Théo Collette, plus vieux Diable encore en vie: "Paul Van Himst était bon mais c’était un casse-pieds"
Théo Collette est, à 92 ans, le plus vieux Diable en vie. Il nous raconte son football, celui des fifties. Avec émotion et sans filtre.
- Publié le 19-11-2019 à 06h58
Théo Collette est, à 92 ans, le plus vieux Diable en vie. Il nous raconte son football, celui des fifties. Avec émotion et sans filtre. Comme beaucoup d’autres Belges, Théo Collette sera devant sa télévision ce mardi soir pour encourager les Diables rouges face à Chypre. Il ne rate jamais le rendez-vous. Mais Théo Collette n’est pas un téléspectateur comme les autres : il est le plus vieux Diable en vie. Cet ancien gardien de but du CS Verviers avait connu deux caps. Lors de la saison 1957-1958.
Le 6 novembre, on lui a rendu visite dans sa jolie maison de Visé, entre la Meuse et la frontière néerlandaise, pour fêter son 92e anniversaire. On avait amené le gâteau (rouge, évidemment) et il a sorti la boîte à souvenirs, en compagnie de son épouse Alice. Plongée inédite dans le football des années 50.

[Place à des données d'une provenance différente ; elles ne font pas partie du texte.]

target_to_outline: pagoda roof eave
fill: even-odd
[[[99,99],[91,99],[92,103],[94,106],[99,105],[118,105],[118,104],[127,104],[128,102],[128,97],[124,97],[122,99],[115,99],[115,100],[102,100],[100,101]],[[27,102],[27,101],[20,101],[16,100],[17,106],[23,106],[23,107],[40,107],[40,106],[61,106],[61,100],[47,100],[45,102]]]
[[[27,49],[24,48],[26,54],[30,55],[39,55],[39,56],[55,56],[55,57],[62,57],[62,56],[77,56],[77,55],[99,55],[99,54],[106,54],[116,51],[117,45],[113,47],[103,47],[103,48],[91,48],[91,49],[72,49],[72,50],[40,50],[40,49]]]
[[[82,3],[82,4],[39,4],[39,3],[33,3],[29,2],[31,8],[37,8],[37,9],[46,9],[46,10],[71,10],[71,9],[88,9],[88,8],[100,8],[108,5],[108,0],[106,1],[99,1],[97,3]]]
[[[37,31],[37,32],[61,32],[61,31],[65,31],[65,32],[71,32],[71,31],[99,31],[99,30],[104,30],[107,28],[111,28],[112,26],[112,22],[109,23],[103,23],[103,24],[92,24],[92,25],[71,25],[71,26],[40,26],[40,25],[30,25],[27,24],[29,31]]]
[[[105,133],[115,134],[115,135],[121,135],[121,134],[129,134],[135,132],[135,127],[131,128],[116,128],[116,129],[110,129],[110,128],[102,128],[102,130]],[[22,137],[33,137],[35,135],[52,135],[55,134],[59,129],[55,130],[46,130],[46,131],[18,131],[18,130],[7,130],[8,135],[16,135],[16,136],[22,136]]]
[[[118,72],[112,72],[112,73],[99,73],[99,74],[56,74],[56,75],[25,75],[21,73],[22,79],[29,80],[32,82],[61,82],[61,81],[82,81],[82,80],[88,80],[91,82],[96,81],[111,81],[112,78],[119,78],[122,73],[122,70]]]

Saviez-vous que vous étiez le plus vieux Diable en vie ?
"Non, je l’ignorais. Malgré mes 92 printemps, j’espère garder mon titre encore un petit peu (rires) ."
Vous semblez être en excellente forme.
"On me donne souvent dix ans de moins mais tout le monde va connaître mon âge avec votre article et les bougies sur le gâteau (rires) ."
Alice : "Il n’arrête pas de bouger. Il s’occupe encore du jardin tout seul. Il va aller élaguer les arbres. J’ai peur qu’il tombe mais c’est impossible de le lui interdire. Grâce à ça, il a gardé la même silhouette qu’à sa période de joueur. Il a juste perdu dix centimètres avec l’âge (rires) . Mon mari a été un très bel homme, vous savez. Regardez notre photo de mariage. On dirait un acteur d’Hollywood. On a fêté nos 66 ans de mariage."
Parlez-nous du football des années cinquante. Quelle est la plus grosse différence avec le sport qu’on connaît maintenant ?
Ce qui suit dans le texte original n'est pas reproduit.